I don't think tidy works on psych::alpha(), using an example:
r4 <- sim.congeneric()
tidy(alpha(r4))
Error: No tidy method for objects of class psych
So tidy is out of question, unless there is a Best thing you can do is wrap them up in a list within a tibble:
library(dplyr)
library(tidyr)
library(purrr)
library(psych)
library(broom)
df = data.frame(group_var=sample(LETTERS[1:6],100,replace=TRUE),
matrix(sample(0:3,900,replace=TRUE),nrow=100))
colnames(df)[-1] = c(paste0("Q_",1:6), paste0("V_", 23:25))
res = df %>%
select(group_var, Q_1:Q_6) %>%
nest(data=Q_1:Q_6) %>%
mutate(alpha = map(data,
~alpha(.x,keys=c("Q_1","Q_2","Q_3","Q_4","Q_5","Q_6"))
))
res$alpha[[1]]
Reliability analysis
Call: alpha(x = .x, keys = c("Q_1", "Q_2", "Q_3", "Q_4", "Q_5", "Q_6"))

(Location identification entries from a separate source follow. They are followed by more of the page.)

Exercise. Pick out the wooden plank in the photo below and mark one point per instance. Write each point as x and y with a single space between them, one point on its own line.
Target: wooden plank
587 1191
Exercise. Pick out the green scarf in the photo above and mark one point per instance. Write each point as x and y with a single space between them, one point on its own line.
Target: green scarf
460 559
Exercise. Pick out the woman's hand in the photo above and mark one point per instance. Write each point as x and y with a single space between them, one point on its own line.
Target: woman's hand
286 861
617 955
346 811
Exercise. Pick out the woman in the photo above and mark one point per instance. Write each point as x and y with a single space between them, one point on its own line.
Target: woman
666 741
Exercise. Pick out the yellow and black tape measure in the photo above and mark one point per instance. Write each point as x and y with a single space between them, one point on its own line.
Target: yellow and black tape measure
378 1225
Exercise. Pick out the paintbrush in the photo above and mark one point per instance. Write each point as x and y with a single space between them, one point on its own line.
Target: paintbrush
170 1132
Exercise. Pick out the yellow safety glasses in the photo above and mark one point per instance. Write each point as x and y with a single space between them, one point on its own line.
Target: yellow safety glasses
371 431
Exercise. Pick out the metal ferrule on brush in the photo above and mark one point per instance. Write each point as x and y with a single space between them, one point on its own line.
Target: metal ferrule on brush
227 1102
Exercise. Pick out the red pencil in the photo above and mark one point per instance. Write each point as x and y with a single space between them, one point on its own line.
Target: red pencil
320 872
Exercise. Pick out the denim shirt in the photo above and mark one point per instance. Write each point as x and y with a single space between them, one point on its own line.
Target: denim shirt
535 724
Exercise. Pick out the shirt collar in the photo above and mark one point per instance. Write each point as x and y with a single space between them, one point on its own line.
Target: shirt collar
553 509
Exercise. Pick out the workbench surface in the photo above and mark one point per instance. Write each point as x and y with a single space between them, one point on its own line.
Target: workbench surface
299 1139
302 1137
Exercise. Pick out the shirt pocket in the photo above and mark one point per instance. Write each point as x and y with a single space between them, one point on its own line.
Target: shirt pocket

raw_alpha std.alpha G6(smc) average_r S/N ase mean sd median_r
-0.37 -0.3 0.13 -0.04 -0.23 0.6 1.6 0.36 0.039
lower alpha upper 95% confidence boundaries
-1.54 -0.37 0.81
Reliability if an item is dropped:
raw_alpha std.alpha G6(smc) average_r S/N alpha se var.r med.r
Q_1- -0.38 -0.38221 -0.143 -0.05854 -0.27652 0.61 0.028 -0.080
Q_2- -0.21 -0.19042 0.173 -0.03305 -0.15996 0.54 0.048 0.066
Q_3- -0.38 -0.26988 0.096 -0.04439 -0.21252 0.61 0.053 0.046
Q_4- -0.54 -0.41760 -0.064 -0.06261 -0.29458 0.68 0.045 -0.016
Q_5- -0.35 -0.26006 0.154 -0.04305 -0.20639 0.60 0.058 0.059
Q_6- 0.03 -0.00088 0.107 -0.00018 -0.00088 0.42 0.024 -0.016
Item statistics
n raw.r std.r r.cor r.drop mean sd
Q_1- 13 0.42 0.45 0.552 -0.062 0.77 1.01
Q_2- 13 0.38 0.33 -0.073 -0.162 1.85 1.14
Q_3- 13 0.39 0.38 0.083 -0.058 1.92 0.95
Q_4- 13 0.45 0.47 0.416 0.050 1.62 0.87
Q_5- 13 0.33 0.38 -0.039 -0.073 2.08 0.86
Q_6- 13 0.21 0.18 -0.137 -0.309 1.38 1.12
Non missing response frequency for each item
0 1 2 3 miss
Q_1 0.08 0.15 0.23 0.54 0
Q_2 0.38 0.23 0.23 0.15 0
Q_3 0.31 0.38 0.23 0.08 0
Q_4 0.15 0.38 0.38 0.08 0
Q_5 0.38 0.31 0.31 0.00 0
Q_6 0.15 0.38 0.15 0.31 0
A quick check seems tidystats might be able to do it, but I ran the example code and doesn't seem to work. So you can try it for yourself.